Başrolünü Zeki Müren ve Belgin Doruk’un paylaştığı, 1963 yılında çekilen “Bahçevan” isimli film; sokaklarında sebze meyveyi sırtlarındaki küfelere doldurarak satan bahçıvanların olduğu İstanbul’u gözler önüne sermektedir. Filmin Bahçevan Ali’nin hayal kurduğu Kız Kulesi manzaralı sahneleri Kuzguncuk’taki Fethi Ahmet Paşa Yalısı’nda çekilmiştir. “Zeki Müren’in başrolünü oynadığı, müziğini de yaptığı filmde dolaştığı sokaklar da yabancı değil, âşık olduğu varlıklı genç kızın yaşadığı yalı da… Filmin yalı sahneleri Kuzguncuk’taki Mocan Yalısı’nda çekilmiş.”(1) Semt sakini Gülsüm Cengiz’in kitabında teyit ettiği bu bilgide yalının diğer ismi yani “Mocan Yalısı” yer almaktadır.
“Perihan Abla” Dizisi
1963 yılından 1980’li yıllara gelindiğinde Kuzguncuk, geçmişte çeşitli çekimlere ev sahibi olsa da adını tüm Türkiye’nin duymasına sebep olan yapım TRT için çekilen “Perihan Abla” dizisi olmuştur. “Perihan Abla dizisinde resmedildiği haliyle Kuzguncuk’un mahalle peyzajı, sahici bir geleneksel mahalle hissi uyandırır, çünkü eksi ahşap evler ve bu evlerin iç mekânları, halka açık ve özel alanın harmanlanması aracılığıyla mahalle hayatını tanımlayan bir şekilde ana caddedeki kamusal mekânlarla birleşirler.

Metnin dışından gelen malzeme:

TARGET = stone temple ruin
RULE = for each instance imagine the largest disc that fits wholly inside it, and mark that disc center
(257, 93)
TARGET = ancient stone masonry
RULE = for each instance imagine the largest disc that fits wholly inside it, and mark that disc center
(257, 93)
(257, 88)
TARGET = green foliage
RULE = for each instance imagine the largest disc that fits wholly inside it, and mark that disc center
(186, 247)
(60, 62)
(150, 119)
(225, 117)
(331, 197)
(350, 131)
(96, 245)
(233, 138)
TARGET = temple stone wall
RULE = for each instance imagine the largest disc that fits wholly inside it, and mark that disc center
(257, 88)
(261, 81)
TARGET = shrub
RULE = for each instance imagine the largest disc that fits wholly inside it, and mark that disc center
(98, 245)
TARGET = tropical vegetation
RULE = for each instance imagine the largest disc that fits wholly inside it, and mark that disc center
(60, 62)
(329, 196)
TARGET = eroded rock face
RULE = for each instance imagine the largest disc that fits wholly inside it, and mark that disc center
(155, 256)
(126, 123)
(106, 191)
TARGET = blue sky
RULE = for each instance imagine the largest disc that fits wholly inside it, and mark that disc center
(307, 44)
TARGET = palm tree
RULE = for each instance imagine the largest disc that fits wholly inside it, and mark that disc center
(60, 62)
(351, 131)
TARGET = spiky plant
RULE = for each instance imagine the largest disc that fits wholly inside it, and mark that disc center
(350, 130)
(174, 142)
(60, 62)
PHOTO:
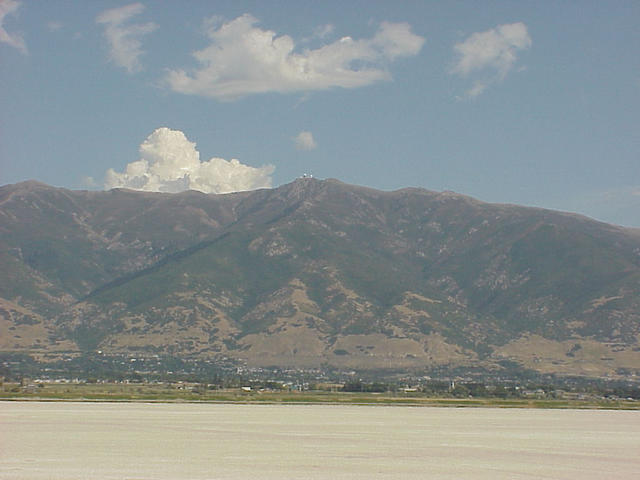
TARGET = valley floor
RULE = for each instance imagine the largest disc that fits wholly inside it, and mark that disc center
(184, 393)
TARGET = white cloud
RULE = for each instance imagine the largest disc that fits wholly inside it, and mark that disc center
(8, 7)
(169, 162)
(492, 53)
(124, 38)
(304, 141)
(243, 59)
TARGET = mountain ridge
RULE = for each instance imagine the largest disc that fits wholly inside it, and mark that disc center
(319, 272)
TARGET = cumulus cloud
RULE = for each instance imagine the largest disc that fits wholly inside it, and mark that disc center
(8, 7)
(305, 141)
(492, 53)
(169, 162)
(243, 59)
(124, 38)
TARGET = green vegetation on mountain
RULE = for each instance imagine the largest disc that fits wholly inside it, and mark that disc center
(318, 273)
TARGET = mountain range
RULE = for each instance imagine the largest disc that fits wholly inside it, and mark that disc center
(317, 273)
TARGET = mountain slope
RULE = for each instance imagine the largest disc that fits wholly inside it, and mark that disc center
(323, 273)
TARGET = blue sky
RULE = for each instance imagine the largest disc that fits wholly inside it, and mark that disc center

Perihan karakteri Osmanlı dönemine ait geleneksel bir ahşap evde yaşar ve Perihan etrafında gelişen mahallenin sorunları ve öyküleri, öncelikle Perihan’ın evinin önündeki sokakta ve mahallenin ortak alanlarında geçer. Medyanın mahalle atmosferinin en iyi örneği olarak “buraya bel” bağlaması, şehrin popüler imgeleminde Kuzguncuk’a öncelikli bir yer kazandırmaktadır.”(2)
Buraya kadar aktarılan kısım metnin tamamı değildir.